With 12 weeks to go before Election Day, we continue to believe that the election may very well hinge on the path of new infections, the continued reopening of the country and the resulting economic momentum. Given real signs of plateauing new infections, renewed momentum in labor markets and in manufacturing, services and housing, and our analysis of national and state polls that shows incumbents and Republican candidates tend to outperform their summer polling numbers, we think that the race for the White House is shaping up to be quite competitive. Since 1980, Republican presidential candidates have tended to outperform their July polls by 5.5 percentage points and incumbent candidates have tended to outperform by 4.4 points. Such results would put Trump in line with the 46.1% vote that won him the 2016 election. Moreover, he trailed by even larger margins at this point in the key battleground states of Pennsylvania and Wisconsin that he ultimately carried.

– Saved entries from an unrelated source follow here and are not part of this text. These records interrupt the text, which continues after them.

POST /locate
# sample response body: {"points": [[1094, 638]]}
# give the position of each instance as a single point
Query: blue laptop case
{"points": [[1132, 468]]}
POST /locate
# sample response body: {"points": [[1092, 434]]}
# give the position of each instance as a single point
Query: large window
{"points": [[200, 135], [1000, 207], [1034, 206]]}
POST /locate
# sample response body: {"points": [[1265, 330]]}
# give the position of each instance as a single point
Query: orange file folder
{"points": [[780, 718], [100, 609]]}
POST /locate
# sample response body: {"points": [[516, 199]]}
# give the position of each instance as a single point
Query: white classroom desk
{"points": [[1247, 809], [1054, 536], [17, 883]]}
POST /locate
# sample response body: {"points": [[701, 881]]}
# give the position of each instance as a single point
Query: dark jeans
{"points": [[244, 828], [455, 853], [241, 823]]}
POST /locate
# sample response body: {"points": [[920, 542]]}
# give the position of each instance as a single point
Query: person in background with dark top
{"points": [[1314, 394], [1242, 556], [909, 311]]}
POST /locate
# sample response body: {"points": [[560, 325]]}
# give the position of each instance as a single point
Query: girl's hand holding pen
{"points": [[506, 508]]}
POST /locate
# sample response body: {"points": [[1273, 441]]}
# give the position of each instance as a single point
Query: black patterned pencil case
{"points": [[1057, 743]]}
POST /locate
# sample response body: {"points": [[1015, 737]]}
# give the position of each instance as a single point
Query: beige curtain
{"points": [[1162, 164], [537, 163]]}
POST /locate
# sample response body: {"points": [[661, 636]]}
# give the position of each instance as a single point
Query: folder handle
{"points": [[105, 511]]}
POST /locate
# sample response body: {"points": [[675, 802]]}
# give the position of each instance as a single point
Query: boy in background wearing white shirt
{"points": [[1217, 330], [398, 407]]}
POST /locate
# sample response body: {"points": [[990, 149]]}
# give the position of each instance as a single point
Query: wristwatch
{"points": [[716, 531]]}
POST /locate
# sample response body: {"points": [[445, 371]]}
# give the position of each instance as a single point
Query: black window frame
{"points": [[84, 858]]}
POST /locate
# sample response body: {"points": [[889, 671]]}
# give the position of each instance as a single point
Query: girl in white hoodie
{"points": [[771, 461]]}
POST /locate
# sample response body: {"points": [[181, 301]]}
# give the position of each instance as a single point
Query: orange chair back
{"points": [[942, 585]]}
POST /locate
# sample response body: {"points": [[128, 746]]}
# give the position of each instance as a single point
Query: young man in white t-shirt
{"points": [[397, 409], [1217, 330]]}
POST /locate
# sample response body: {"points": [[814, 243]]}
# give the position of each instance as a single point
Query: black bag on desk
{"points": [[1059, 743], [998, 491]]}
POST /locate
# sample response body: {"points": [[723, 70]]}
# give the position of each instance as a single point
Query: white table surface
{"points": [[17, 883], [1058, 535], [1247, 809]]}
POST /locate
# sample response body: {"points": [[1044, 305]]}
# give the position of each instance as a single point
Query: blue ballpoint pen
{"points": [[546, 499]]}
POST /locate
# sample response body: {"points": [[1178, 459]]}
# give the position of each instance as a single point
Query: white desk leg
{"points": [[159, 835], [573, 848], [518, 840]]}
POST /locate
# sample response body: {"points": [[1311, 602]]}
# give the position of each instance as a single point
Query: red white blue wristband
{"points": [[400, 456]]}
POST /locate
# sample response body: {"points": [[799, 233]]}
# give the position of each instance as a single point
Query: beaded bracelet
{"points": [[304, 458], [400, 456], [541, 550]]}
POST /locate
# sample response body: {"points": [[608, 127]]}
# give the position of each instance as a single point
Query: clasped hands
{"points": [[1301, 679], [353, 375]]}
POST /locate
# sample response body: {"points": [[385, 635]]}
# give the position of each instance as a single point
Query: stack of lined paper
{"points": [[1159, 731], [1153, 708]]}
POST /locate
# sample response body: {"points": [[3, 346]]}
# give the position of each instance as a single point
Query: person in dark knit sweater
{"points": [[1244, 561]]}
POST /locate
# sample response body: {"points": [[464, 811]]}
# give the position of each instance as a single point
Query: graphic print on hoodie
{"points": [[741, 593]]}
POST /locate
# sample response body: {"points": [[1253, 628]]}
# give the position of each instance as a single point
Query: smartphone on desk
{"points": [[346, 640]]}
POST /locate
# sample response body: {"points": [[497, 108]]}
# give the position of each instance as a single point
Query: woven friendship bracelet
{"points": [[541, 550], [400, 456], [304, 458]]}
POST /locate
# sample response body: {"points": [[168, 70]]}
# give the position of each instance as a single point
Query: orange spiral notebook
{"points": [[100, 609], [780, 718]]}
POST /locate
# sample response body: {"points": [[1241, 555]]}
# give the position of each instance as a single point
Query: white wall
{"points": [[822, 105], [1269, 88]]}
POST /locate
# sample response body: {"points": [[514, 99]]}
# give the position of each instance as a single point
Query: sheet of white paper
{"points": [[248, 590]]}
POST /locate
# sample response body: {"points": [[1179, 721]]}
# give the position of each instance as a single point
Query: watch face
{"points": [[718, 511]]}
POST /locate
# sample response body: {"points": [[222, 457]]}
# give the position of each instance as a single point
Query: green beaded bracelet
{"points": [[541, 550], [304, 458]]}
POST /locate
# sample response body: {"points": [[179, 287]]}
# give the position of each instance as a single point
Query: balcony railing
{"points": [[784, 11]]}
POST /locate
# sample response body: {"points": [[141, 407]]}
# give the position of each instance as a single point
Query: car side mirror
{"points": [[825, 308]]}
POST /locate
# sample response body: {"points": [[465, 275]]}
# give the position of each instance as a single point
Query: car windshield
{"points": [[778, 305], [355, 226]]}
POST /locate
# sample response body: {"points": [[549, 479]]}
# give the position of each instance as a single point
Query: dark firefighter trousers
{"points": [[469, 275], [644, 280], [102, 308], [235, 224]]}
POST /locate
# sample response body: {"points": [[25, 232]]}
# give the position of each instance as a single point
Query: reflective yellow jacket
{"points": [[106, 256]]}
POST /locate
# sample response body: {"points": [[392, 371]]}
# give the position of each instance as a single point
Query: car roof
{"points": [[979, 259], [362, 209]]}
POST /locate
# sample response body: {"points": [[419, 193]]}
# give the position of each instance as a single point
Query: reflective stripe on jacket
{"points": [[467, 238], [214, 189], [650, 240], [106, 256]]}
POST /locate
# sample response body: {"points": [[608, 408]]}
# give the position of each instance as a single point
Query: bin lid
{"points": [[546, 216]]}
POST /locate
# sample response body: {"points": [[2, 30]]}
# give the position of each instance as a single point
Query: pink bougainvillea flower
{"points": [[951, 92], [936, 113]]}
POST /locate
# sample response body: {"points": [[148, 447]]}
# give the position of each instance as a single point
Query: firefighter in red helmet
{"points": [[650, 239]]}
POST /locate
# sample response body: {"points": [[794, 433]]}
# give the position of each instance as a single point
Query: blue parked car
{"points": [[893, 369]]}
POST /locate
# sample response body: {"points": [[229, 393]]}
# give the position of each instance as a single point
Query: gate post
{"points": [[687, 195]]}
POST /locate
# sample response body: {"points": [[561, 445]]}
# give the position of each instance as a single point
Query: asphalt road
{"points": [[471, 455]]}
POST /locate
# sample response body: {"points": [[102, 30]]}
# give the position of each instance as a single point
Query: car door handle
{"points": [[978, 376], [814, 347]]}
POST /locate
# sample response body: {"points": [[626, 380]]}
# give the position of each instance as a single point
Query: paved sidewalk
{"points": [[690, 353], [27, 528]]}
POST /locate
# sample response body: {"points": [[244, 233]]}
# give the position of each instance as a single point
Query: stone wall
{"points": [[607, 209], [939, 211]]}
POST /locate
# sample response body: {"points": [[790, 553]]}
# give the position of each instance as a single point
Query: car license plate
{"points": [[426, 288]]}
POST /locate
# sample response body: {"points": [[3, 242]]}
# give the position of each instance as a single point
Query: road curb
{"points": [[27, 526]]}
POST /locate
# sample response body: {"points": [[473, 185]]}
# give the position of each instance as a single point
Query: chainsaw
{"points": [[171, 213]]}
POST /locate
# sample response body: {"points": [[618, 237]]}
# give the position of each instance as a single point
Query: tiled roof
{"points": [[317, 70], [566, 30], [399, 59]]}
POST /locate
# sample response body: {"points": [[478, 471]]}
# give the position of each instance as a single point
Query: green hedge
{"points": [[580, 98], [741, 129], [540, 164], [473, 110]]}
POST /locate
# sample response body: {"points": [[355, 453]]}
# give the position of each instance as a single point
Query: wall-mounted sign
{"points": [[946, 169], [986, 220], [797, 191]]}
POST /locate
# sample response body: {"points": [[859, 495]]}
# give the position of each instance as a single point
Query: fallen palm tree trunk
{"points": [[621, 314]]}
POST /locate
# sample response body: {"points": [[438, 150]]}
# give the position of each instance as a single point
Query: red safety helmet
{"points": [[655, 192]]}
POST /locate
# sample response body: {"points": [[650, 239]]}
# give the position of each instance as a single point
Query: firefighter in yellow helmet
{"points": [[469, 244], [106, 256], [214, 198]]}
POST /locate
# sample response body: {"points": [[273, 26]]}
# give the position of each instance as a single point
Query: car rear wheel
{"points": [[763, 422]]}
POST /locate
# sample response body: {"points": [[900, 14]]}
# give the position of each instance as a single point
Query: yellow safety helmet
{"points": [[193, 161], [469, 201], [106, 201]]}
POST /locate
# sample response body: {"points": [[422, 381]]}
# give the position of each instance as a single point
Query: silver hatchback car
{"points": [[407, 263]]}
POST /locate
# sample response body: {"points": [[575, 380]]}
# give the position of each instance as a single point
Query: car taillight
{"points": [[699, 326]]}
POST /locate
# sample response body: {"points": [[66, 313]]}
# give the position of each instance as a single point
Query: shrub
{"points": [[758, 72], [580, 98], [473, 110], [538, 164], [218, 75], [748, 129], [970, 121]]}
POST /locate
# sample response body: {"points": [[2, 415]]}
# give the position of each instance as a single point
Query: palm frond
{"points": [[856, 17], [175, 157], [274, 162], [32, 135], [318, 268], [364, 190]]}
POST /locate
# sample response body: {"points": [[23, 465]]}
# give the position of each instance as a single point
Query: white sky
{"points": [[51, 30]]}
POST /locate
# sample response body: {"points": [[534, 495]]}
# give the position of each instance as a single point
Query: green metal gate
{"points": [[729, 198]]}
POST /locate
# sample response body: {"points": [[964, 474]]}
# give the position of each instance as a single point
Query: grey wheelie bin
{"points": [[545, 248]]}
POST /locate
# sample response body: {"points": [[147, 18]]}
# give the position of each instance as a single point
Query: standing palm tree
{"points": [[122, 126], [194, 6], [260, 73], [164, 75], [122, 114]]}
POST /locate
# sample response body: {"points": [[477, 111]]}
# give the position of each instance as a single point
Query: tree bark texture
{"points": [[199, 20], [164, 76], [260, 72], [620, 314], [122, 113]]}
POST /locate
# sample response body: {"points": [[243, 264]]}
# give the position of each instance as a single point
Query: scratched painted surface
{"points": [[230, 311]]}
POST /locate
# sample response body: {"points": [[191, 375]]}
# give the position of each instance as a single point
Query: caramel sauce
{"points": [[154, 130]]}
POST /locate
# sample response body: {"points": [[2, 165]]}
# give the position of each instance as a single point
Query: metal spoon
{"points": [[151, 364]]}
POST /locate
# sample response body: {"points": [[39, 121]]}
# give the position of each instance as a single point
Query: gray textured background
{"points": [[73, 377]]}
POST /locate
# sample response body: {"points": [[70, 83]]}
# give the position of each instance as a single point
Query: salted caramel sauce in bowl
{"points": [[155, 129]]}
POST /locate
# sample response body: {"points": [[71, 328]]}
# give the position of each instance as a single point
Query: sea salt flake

From Trump’s perspective, the opening provided by Democratic leaders provided an opportunity to flex his political muscle and gain favor with independents tired of the same old back-and-forth in Washington. His executive actions, announced Saturday at his Bedminster, N.J., golf club, included a plan to offer up to $400 per week in a continuation of enhanced unemployment benefits, to be funded 75% by the federal government and 25% by states. In addition, employers would be able to defer collecting the employee portion of the payroll tax for employees making less than $100,000 per year—a move White House Economic Advisor Larry Kudlow said could save the average American $1,200 between now and year-end. The president also directed Treasury and the Department of Housing and Urban Development to help renters and homeowners avoid eviction or foreclosure, and extended a moratorium on federally backed student loan payments and interest charges through year-end.
All told, the measures could represent up to $240 billion in relief—a fraction of what Democrats and Republicans have been discussing. While there are legitimate questions about the ultimate effectiveness and legality of these measures, particularly in an environment where many states are in no financial position to fund enhanced unemployment benefits, none of that really matters. What it shows is that from, a political perspective, President Trump is doing something—anything—to help workers hurt by a pandemic. This is ignored by the Democrats at their own peril. From a policy perspective, we think that Trump’s strategic move increases the odds that Congress and the White House come to terms on relief legislation in the coming weeks that provides a greater level of fiscal certainty for the remainder of the year while supporting the nascent recovery. But even if it doesn’t, at least the president did something.